Table of contents

Two sets of reads are needed:

Generating endogenous reads

In this tutorial, endogenous reads are generated from the sample genome volpertinger.fasta, which is stored in the input/genome folder of this manual. The script uniform is used to sample reads uniformly from the reference:

scripts/uniform input/genome/volpertinger.fasta \
    --seed 1234 \
    --name volpertinger_ \
    --output-fastq data/2/volpertinger.coord data/2/volpertinger.fastq \
    25 20 5

The call is explained in the following:

The output files are volpertinger.fastq and volpertinger.coord. They contain the generated reads and the positions on the reference from which they were extracted, respectively.

The parameter --seed is used to initialize the random number generator to a defined state. Calling uniform with same seed value and same input yields the same set of reads. If you don't specify --seed, you will generate different reads each time you call this script.

The parameter --name specifies a prefix for the names the generated reads get, to identify them in the SAM file once they were mapped.

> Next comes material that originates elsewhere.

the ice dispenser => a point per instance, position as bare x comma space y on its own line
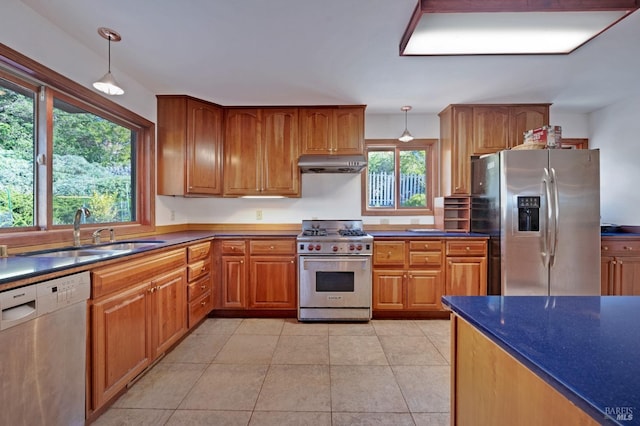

Generating exogenous reads

In this tutorial, contaminant reads are generated from the genome retli_tr.fasta, which is a part of the Rhizobium etli genome.

The process of read generation is very similar to the previous section:

scripts/uniform input/retli/retli_tr.fasta \
    --seed 1235 \
    --name retli_ \
    --output-fastq data/2/retli.coord data/2/retli.fastq \
    50 20 5

Read quality scores

The generated reads have only FFFF..... as base quality scores, if you want more control over the read generation process, see the section "Advanced read generation".